Australian Court Holds Media Firms Liable for User Comments
September 10, 2021
The High Court of Australia upheld a lower court ruling that found media companies — including newspapers and TV stations — that post on Facebook are liable for Facebook users’ comments on those posts. It stated that, by creating a public Facebook page, media outlets “facilitated and encouraged comments” from users and are responsible for defamatory content. News Corp Australia, a subsidiary of News Corp, and Nine Entertainment, which owns the Sydney Morning Herald, called for legislators to protect them from liability.
The Wall Street Journal reports that News Corp and Nine Entertainment “had appealed to the High Court, Australia’s equivalent to the U.S. Supreme Court, after a lower court in the Australian state of New South Wales ruled last year that the media companies are responsible for third-party comments.”
News Corp Australia executive chair Michael Miller stated that, “this highlights the need for urgent legislative reform and I call on Australia’s attorneys general to address this anomaly and bring Australian law into line with comparable Western democracies.”
Facebook noted that it “introduced a feature that effectively allows media companies to turn off comments on their Facebook pages, which could protect media outlets from defamation allegations but also make it more difficult to promote their articles and earn advertising revenue.”
University of Melbourne associate law professor Jason Bosland said the ruling “could hinder the ability of media companies to promote important public-interest journalism … [and that] even moderating comments in real time wouldn’t be enough to completely shield newspapers from liability, because the ruling effectively means media companies are responsible for people’s comments the instant they are posted.”
The original case was brought by Dylan Voller, detained in a juvenile detention center, and the subject of accusations of serious crimes by Facebook users reading articles about him. Voller’s lawyers at O’Brien Criminal & Civil Solicitors stated that, “this decision put responsibility where it should be: on media companies with huge resources, to monitor public comments in circumstances where they know there is a strong likelihood of an individual being defamed.”

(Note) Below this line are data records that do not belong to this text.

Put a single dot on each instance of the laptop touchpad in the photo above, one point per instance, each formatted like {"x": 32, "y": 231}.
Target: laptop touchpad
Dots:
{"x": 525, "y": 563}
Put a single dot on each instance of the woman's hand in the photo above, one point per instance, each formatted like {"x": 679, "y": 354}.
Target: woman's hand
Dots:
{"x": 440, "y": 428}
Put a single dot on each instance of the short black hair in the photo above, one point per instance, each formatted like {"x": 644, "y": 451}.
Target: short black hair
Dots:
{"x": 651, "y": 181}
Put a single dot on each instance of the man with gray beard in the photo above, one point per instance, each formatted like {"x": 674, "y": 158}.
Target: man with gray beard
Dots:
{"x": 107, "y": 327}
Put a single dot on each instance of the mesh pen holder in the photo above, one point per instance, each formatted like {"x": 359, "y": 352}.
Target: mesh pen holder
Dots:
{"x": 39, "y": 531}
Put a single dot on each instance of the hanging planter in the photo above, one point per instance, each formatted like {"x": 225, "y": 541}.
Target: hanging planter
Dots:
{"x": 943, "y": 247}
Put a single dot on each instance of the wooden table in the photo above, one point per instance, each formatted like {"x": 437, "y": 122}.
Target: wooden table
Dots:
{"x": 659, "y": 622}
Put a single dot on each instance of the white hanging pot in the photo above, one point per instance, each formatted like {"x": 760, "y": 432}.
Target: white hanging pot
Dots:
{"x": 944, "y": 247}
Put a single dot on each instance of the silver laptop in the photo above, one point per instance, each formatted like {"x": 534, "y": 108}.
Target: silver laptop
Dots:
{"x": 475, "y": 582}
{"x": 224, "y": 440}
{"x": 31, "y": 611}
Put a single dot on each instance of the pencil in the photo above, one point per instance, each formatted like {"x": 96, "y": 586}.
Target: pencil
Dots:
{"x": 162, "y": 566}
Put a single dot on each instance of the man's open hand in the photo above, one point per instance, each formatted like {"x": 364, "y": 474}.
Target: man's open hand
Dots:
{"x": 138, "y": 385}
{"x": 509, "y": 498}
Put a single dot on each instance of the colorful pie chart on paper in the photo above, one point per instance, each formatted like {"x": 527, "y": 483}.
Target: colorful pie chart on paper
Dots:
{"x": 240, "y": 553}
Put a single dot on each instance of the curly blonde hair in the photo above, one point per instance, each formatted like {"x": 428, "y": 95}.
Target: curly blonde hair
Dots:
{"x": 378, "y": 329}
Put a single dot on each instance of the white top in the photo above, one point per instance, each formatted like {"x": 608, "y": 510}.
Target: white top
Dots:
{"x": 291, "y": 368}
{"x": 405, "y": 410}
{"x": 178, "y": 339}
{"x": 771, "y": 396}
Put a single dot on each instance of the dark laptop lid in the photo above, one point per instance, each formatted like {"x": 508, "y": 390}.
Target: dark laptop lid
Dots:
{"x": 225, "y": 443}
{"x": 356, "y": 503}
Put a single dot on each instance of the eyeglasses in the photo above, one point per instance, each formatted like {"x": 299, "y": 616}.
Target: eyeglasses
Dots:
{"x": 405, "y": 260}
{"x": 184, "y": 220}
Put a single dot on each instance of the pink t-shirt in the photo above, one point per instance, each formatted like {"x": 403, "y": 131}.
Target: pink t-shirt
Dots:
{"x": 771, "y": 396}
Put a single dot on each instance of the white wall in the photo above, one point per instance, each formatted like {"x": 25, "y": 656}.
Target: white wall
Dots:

WSJ notes that, “Australia is already considered to be a defamation hot spot because of plaintiff-friendly laws that make it easier to win defamation lawsuits compared with other jurisdictions.” Because free speech isn’t protected by the constitution, “a defendant such as a newspaper must prove that a statement is true.”
In the U.S., however, “where the First Amendment protects freedom of speech, it is the plaintiff’s responsibility to prove an alleged defamatory statement is false.” Some Australian states have approved changes to the law and “a second stage of reforms, including looking at whether online platforms should be held liable for comments from third-party users, is also being considered.”